Any works you see featured here are available to view by appointment.

  • Wednesday, August 19, 2015

    “It was the Best of Times”: American Prints of the Great Depression

    Guest blogger Nicole Viglini is the International Fine Print Dealer’s Association Intern at the Smith College Museum of Art.

    This piece discusses works from the The Gladys Engel Lang and Kurt Lang Collection, a collection of prints which was recently donated to the Museum.

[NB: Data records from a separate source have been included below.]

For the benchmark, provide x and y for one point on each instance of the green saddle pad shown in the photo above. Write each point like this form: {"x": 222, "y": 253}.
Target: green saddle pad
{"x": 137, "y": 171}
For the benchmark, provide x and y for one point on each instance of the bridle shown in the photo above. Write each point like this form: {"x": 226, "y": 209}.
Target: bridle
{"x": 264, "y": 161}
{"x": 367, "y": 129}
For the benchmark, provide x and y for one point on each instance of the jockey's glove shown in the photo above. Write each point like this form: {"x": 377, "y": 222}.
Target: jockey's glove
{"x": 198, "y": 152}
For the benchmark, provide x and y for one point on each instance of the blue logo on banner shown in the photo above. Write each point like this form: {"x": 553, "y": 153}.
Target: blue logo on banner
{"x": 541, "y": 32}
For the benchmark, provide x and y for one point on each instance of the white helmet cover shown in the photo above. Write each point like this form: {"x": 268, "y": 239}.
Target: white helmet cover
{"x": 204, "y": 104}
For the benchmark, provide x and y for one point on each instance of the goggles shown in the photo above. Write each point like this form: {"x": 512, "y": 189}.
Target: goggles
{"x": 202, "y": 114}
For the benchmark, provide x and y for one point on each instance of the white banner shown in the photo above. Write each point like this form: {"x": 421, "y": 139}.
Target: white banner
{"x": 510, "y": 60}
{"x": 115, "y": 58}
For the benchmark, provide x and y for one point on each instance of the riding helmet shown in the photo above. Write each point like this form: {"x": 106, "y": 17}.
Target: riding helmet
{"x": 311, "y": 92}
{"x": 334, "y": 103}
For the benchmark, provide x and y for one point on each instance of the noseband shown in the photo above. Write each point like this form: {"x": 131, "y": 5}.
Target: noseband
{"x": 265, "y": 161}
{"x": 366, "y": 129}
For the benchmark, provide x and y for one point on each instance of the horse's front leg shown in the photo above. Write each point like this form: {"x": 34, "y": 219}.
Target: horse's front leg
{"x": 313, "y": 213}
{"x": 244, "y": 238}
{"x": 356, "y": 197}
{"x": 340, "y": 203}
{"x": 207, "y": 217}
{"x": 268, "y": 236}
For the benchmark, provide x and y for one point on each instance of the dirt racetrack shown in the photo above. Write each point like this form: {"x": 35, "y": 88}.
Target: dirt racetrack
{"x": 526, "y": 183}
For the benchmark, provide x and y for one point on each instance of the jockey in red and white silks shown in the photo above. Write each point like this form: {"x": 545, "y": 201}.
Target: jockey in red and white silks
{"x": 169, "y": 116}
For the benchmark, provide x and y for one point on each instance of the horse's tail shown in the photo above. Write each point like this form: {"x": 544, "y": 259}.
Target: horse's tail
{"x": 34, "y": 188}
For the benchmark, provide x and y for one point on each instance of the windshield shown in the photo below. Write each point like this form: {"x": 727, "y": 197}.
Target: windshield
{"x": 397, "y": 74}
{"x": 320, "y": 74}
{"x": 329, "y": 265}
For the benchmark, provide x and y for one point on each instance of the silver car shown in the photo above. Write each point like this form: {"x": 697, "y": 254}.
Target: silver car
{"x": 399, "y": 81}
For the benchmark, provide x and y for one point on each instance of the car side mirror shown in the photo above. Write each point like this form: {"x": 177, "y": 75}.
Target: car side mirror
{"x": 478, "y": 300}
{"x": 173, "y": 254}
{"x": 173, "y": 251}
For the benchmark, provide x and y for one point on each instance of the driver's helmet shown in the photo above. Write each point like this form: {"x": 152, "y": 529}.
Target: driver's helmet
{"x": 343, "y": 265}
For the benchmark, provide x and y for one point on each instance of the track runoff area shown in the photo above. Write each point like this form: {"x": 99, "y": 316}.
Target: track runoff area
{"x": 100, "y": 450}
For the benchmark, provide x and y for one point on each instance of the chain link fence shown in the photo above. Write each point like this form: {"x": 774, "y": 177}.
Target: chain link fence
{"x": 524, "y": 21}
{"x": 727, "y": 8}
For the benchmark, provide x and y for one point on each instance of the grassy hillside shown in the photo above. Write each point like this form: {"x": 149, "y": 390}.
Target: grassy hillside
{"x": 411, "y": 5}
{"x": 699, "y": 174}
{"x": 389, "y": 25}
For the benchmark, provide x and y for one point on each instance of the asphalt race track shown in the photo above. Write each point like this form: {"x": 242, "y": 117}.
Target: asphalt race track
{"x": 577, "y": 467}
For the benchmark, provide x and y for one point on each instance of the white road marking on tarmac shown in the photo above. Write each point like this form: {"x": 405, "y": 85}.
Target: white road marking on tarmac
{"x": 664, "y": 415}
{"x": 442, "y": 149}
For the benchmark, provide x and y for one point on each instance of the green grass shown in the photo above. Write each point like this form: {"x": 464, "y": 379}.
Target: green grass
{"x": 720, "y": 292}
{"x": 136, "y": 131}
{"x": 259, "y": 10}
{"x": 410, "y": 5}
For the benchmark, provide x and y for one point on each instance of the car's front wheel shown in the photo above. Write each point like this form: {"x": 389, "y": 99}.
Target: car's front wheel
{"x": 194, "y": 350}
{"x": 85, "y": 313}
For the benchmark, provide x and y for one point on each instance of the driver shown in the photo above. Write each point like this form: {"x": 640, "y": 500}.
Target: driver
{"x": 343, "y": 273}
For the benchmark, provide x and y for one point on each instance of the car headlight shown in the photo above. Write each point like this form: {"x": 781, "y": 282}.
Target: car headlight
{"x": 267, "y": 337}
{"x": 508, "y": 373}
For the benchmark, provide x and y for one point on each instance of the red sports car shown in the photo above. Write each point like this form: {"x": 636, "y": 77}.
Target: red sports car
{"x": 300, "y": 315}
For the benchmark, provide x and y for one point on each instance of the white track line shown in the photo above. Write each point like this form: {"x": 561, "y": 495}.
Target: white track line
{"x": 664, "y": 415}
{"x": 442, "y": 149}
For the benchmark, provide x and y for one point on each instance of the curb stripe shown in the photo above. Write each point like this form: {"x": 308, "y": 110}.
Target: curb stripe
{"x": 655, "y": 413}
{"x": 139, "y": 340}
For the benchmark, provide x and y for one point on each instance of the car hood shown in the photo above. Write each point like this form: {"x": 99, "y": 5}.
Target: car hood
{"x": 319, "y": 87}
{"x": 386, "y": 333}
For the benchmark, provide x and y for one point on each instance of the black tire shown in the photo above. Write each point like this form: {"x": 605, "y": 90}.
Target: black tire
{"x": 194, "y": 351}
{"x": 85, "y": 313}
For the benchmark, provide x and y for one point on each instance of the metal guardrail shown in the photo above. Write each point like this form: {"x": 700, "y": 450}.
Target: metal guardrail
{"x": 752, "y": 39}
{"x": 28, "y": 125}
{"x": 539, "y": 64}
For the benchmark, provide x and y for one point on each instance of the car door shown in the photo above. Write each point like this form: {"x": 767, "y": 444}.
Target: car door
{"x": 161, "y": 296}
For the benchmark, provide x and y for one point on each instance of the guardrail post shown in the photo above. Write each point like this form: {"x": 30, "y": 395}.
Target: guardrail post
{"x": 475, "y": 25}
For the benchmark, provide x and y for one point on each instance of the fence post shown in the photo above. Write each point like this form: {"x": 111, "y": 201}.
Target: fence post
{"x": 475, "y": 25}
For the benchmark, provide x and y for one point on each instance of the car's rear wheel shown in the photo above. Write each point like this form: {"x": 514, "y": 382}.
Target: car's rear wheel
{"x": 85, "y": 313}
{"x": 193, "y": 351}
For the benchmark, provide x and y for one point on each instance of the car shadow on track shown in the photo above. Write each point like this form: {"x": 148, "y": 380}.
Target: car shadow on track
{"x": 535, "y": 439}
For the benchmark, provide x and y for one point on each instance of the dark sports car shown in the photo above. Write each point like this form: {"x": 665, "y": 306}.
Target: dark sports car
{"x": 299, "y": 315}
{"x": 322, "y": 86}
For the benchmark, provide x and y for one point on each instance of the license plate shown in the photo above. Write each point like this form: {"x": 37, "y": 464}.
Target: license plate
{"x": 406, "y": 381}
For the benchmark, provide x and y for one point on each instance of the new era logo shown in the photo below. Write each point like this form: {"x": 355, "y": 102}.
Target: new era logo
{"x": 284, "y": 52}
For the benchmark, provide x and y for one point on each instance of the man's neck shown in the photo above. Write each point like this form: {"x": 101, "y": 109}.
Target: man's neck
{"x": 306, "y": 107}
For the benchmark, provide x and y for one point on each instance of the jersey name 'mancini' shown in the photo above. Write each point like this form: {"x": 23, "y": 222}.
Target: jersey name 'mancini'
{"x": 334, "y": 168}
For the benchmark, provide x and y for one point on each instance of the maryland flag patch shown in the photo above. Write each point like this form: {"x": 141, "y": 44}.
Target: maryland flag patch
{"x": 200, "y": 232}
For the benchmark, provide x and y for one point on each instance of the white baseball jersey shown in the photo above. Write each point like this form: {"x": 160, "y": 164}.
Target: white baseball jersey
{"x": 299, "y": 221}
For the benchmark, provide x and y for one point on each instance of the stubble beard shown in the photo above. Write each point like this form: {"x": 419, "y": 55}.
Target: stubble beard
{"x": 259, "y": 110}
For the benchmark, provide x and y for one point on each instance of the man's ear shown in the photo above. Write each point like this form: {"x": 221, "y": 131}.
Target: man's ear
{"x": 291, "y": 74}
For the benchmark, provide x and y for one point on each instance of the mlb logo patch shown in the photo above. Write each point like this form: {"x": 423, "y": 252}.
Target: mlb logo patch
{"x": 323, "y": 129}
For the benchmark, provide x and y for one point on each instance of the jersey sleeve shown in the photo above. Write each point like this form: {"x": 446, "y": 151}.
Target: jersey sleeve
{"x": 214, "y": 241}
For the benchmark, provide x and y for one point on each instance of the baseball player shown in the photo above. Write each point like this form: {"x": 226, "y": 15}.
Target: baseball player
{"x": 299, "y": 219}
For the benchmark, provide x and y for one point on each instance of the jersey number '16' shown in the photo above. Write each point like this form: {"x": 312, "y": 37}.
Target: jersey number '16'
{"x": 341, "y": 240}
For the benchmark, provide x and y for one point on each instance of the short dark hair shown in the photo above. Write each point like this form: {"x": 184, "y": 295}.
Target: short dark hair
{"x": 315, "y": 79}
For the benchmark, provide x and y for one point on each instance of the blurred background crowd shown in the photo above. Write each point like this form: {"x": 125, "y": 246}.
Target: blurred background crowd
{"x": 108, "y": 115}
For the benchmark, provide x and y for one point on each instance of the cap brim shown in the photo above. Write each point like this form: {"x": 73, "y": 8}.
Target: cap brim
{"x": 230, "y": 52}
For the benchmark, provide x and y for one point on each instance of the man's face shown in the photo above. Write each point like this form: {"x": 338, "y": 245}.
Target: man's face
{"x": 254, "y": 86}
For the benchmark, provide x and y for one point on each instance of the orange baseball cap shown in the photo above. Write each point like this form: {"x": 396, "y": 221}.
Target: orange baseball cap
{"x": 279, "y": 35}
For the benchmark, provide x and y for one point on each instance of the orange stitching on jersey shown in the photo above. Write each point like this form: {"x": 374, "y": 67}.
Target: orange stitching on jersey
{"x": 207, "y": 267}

    Recalling what it was like to create art in the 1930s, Edward Laning, an artist commissioned to paint murals in the New York Public Library by the New Deal’s Works Progress Administration, declared:

    It was the worst of times; it was the best of times. It was the best because it was the worst. Business came to a standstill, the banks closed, people everywhere were thrown out of work – and almost over night New York became the Great Good Place and America the Land of Promise. Until then, every man’s hand had been against every man. Now, suddenly, all were kindly and helpful and filled with compassionate purpose. I know now that it was our Golden Age, the only humane era in our history, the one brief period when we permitted ourselves to be good.

    Part of Franklin D. Roosevelt’s New Deal, the WPA was a relief program created during the Great Depression, employing Americans to work on public projects, such as constructing roads, government buildings, and parks. The WPA also hired artists to create art for public spaces like state schools, airports and post offices. Whether or not they were contracted by the WPA, American printmakers during the Great Depression commented not only on the extent of economic hardship people experienced, but also on the social cohesion that came out of the efforts to overcome these tribulations. In addition to portrayals of desolation are depictions of hope, camaraderie and an intermingling of social classes. According to Gladys Engel Lang and Kurt Lang, as the Great Depression wore on, “the more ‘socially conscious’ American printmakers… intended to publicize a ‘deep-going change that [was taking] them… into the street, into the mills, farms, mines and factories. More and more… are filling their pictures with their reactions to humanity about them, rather than with apples or flowers.’”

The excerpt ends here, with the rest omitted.